To make the video as realistic
as possible, the animators begin with raw data culled from the site
by accident reconstructionists. To get a digital representation of the
crime scene, they sometimes use laser-transit survey devices to shoot
beams over every inch of the area. "We present everything to one-thirtieth
of a second on an x, y, and z axis," says Andre Stuart, CEO of
21st Century Forensic Animation, the company that produced the clip
in the Serge case. Then, relying on supplementary data such as photographs,
ballistics information, and a coroner's report, they fill in the holes
and craft a narrative.
Frequently, 21st Century assembles its worlds using libraries of mix-and-match
premodeled people, vehicles, and furniture. The company has roughly
25 cases on its docket, and since its inception in 1989 more than 400
clients have retained its services, among them Johnnie Cochran. Cochran
hired Stuart's firm in two high-profile cases: Anthony Dwain Lee, the
young African-American actor who was shot to death by a Los Angeles
police officer in 2000, and Amadou Diallo, the Guinean immigrant who
was killed in 1999 by plainclothes New York cops. For all of its impact
on judges and juries, forensic animation borders on pseudoscience. Consider
a typical auto accident.
Skid marks, paint samples, and
scattered glass yield reliable and scientifically acceptable computer
images. Still, much of the moviemaking process comes down to guesswork.
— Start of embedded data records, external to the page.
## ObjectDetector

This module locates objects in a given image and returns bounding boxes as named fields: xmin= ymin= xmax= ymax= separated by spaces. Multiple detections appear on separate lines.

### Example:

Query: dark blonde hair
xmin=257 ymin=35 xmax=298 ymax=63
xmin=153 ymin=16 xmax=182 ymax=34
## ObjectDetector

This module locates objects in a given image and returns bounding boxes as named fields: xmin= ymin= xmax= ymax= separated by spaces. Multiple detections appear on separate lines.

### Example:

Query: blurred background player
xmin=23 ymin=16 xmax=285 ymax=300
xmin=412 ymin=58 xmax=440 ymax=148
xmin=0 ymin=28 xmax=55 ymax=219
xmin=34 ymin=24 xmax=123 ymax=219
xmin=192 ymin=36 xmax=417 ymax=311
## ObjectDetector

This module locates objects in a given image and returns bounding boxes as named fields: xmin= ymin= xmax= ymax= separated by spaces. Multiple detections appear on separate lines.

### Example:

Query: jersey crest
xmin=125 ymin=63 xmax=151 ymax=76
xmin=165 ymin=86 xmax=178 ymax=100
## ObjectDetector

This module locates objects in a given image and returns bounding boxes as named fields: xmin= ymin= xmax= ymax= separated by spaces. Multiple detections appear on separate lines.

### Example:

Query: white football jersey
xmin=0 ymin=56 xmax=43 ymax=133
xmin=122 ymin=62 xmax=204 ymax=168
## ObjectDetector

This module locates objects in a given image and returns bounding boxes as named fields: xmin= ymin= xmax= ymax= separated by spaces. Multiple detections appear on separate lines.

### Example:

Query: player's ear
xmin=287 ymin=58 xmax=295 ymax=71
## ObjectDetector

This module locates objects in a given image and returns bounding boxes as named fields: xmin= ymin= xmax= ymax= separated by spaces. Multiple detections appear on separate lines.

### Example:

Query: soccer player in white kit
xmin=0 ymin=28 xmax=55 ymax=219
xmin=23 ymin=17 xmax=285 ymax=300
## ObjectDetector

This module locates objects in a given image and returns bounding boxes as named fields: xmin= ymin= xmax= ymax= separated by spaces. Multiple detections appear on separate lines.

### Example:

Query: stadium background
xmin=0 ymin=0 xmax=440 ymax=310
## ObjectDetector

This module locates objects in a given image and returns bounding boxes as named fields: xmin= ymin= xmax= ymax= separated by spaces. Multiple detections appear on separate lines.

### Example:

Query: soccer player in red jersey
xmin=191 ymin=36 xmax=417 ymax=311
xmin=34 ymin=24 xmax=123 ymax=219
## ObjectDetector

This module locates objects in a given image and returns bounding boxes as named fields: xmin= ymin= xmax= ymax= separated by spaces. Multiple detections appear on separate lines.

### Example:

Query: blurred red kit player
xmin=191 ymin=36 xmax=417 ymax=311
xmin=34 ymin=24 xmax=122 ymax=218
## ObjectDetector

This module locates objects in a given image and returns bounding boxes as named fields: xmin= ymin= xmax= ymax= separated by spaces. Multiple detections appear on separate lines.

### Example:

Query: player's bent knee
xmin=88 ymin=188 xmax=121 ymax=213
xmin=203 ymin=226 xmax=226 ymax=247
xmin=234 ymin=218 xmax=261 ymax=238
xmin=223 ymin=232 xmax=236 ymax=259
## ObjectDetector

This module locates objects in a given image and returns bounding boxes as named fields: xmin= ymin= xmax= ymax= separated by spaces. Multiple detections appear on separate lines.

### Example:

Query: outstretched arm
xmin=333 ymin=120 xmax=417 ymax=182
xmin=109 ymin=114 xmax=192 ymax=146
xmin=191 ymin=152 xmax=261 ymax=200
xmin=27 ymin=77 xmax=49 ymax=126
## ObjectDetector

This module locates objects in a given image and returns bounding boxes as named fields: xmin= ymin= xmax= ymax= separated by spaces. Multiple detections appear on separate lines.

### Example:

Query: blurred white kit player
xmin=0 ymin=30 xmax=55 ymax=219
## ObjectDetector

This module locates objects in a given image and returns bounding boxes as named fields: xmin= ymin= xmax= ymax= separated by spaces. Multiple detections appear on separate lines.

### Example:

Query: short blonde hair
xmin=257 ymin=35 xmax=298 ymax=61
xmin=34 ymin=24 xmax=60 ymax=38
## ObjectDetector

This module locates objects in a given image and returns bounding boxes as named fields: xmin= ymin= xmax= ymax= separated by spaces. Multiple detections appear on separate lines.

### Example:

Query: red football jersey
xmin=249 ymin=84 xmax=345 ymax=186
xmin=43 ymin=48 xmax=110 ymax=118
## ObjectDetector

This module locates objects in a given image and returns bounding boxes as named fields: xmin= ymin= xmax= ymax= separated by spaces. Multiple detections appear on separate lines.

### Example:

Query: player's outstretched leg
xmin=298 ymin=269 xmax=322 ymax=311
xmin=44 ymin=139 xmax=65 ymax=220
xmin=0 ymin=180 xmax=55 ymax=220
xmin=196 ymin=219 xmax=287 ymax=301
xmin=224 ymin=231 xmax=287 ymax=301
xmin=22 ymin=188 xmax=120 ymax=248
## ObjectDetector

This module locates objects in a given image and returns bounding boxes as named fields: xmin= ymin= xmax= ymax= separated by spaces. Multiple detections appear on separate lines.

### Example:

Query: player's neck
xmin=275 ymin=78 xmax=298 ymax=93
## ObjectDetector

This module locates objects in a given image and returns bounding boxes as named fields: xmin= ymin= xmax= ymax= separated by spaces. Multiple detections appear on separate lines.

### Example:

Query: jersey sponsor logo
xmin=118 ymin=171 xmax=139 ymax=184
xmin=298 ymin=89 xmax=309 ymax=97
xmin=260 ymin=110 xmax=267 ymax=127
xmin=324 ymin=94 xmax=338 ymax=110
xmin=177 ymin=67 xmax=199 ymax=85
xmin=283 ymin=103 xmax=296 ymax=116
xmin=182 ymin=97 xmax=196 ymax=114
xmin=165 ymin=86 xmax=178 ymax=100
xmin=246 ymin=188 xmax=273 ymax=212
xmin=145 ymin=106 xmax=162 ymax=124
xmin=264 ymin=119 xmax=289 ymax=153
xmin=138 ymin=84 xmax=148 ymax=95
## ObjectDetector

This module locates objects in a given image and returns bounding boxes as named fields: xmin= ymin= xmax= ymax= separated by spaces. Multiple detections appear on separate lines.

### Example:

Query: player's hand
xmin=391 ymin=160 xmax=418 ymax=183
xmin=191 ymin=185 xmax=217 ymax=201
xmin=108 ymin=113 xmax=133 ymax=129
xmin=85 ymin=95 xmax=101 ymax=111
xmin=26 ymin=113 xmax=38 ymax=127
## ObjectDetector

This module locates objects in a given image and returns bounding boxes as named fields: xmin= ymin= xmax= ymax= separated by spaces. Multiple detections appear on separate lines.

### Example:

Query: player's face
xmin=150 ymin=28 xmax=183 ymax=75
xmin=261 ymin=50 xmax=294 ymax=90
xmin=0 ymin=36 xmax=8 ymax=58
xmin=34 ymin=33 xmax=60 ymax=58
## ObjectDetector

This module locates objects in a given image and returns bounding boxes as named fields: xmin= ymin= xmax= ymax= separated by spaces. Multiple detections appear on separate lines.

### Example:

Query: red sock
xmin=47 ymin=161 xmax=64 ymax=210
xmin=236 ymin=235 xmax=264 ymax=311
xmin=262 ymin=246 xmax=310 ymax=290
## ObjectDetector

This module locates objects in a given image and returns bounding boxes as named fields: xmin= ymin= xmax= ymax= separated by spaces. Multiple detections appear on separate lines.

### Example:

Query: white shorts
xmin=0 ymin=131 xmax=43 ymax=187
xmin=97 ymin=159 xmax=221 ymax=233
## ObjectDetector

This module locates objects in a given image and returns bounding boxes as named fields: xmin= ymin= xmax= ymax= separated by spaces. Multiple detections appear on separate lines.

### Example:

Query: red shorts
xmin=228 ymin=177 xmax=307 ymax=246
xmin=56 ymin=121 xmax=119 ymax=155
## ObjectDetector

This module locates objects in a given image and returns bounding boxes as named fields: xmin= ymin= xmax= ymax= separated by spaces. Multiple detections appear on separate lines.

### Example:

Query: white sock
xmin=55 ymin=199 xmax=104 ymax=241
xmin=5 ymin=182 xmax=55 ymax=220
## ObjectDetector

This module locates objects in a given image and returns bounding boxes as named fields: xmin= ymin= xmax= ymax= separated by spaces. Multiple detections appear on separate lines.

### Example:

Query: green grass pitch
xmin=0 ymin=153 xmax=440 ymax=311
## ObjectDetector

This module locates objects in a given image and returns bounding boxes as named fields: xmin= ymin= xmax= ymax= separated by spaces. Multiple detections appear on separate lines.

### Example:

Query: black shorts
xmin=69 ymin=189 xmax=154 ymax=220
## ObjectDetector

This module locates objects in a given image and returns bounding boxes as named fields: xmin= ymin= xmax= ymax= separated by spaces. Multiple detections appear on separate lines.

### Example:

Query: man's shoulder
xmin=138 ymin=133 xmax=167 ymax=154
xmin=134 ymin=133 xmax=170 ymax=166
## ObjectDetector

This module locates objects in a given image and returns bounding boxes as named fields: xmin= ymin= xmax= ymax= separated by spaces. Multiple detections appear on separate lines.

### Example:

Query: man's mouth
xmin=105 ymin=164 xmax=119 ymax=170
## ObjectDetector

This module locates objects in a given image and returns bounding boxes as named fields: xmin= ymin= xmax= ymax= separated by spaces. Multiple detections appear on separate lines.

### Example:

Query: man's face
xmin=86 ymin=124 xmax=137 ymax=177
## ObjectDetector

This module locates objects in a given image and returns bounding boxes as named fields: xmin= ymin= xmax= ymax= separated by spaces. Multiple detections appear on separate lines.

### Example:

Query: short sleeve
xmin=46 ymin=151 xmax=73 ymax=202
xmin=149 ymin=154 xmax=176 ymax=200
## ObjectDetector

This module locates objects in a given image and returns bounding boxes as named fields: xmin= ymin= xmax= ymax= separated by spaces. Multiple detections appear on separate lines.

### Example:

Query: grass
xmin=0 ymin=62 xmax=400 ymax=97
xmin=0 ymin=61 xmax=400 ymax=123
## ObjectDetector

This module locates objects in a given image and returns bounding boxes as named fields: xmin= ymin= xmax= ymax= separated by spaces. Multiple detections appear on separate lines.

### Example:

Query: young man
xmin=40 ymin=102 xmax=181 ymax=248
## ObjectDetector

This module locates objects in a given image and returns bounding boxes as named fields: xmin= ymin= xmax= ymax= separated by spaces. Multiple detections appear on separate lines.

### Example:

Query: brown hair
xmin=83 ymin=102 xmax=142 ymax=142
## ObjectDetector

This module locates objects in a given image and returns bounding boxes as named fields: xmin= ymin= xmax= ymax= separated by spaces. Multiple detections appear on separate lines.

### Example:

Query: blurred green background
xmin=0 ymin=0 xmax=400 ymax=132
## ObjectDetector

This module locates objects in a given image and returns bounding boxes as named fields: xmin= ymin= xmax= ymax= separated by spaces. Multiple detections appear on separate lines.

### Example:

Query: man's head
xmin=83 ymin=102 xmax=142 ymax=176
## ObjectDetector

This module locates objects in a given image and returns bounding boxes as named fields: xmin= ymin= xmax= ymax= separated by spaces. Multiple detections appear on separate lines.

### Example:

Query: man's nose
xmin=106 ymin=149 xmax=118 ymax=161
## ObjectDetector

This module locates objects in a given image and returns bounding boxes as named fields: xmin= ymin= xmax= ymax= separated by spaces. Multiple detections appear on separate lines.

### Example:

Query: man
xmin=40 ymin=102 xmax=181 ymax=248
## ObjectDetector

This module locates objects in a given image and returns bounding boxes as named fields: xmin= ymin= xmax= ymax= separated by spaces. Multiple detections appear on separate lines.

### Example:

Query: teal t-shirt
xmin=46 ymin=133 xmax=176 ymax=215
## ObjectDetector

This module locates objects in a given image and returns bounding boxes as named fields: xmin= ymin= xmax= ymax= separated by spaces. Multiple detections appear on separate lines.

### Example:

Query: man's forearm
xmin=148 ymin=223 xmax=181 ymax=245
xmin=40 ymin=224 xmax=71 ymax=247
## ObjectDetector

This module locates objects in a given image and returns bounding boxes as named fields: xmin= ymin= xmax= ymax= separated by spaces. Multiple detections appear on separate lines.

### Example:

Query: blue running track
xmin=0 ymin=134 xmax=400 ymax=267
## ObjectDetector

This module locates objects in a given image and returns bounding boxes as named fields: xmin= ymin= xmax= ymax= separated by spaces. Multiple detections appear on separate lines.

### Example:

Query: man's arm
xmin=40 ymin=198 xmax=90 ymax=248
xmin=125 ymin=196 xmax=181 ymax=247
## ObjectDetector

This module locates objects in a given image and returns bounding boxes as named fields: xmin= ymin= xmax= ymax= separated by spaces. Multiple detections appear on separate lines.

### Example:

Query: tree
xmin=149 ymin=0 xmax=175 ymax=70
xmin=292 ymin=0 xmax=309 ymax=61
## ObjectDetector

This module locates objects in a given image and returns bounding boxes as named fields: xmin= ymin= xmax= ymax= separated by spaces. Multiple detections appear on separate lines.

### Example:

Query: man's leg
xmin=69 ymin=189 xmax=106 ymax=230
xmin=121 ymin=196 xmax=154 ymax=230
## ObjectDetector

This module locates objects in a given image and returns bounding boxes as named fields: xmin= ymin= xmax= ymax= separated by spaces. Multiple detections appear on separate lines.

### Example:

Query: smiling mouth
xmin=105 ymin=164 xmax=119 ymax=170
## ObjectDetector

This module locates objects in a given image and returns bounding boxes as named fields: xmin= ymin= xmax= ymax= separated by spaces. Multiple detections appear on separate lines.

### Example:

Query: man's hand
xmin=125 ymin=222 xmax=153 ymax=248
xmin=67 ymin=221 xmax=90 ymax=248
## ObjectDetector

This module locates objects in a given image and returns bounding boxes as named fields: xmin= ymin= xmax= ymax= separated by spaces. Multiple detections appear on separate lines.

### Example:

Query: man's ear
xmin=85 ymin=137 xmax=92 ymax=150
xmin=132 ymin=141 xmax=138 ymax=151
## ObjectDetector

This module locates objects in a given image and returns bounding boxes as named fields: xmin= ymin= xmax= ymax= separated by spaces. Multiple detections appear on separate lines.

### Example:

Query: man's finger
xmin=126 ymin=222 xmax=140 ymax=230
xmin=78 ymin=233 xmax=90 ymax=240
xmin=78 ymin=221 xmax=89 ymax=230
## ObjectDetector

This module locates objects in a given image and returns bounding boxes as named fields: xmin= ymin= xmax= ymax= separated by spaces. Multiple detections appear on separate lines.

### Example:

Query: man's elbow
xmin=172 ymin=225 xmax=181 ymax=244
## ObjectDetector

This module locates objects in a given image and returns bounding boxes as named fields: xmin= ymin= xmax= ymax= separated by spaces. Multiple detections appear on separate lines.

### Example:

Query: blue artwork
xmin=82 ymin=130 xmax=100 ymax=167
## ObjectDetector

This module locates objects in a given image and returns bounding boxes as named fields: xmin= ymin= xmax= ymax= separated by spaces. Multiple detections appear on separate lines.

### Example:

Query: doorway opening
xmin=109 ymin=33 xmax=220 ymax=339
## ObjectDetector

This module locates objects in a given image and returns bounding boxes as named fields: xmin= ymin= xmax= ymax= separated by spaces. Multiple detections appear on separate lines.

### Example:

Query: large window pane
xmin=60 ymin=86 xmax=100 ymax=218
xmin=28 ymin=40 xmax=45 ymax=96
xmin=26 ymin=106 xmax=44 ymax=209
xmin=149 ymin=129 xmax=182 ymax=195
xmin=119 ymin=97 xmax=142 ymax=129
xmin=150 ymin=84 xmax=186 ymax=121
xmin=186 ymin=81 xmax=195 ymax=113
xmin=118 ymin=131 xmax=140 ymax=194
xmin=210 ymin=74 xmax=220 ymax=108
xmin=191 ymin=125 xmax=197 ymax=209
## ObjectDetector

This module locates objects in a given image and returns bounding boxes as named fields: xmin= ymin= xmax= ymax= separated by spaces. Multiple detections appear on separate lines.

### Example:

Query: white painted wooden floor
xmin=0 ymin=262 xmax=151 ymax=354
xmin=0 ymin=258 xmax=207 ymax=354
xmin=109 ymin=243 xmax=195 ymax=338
How hard did the driver brake? How foggy was the road? As a result,
the quest for accuracy is sometimes compromised. Lawyers will often
act as executive producers, overseeing the making of the film and calling
for changes - in visual tone, for instance - where they believe it may
help the case. By changing a single camera angle, Golomb claims he won
a multimillion-dollar settlement in a car crash.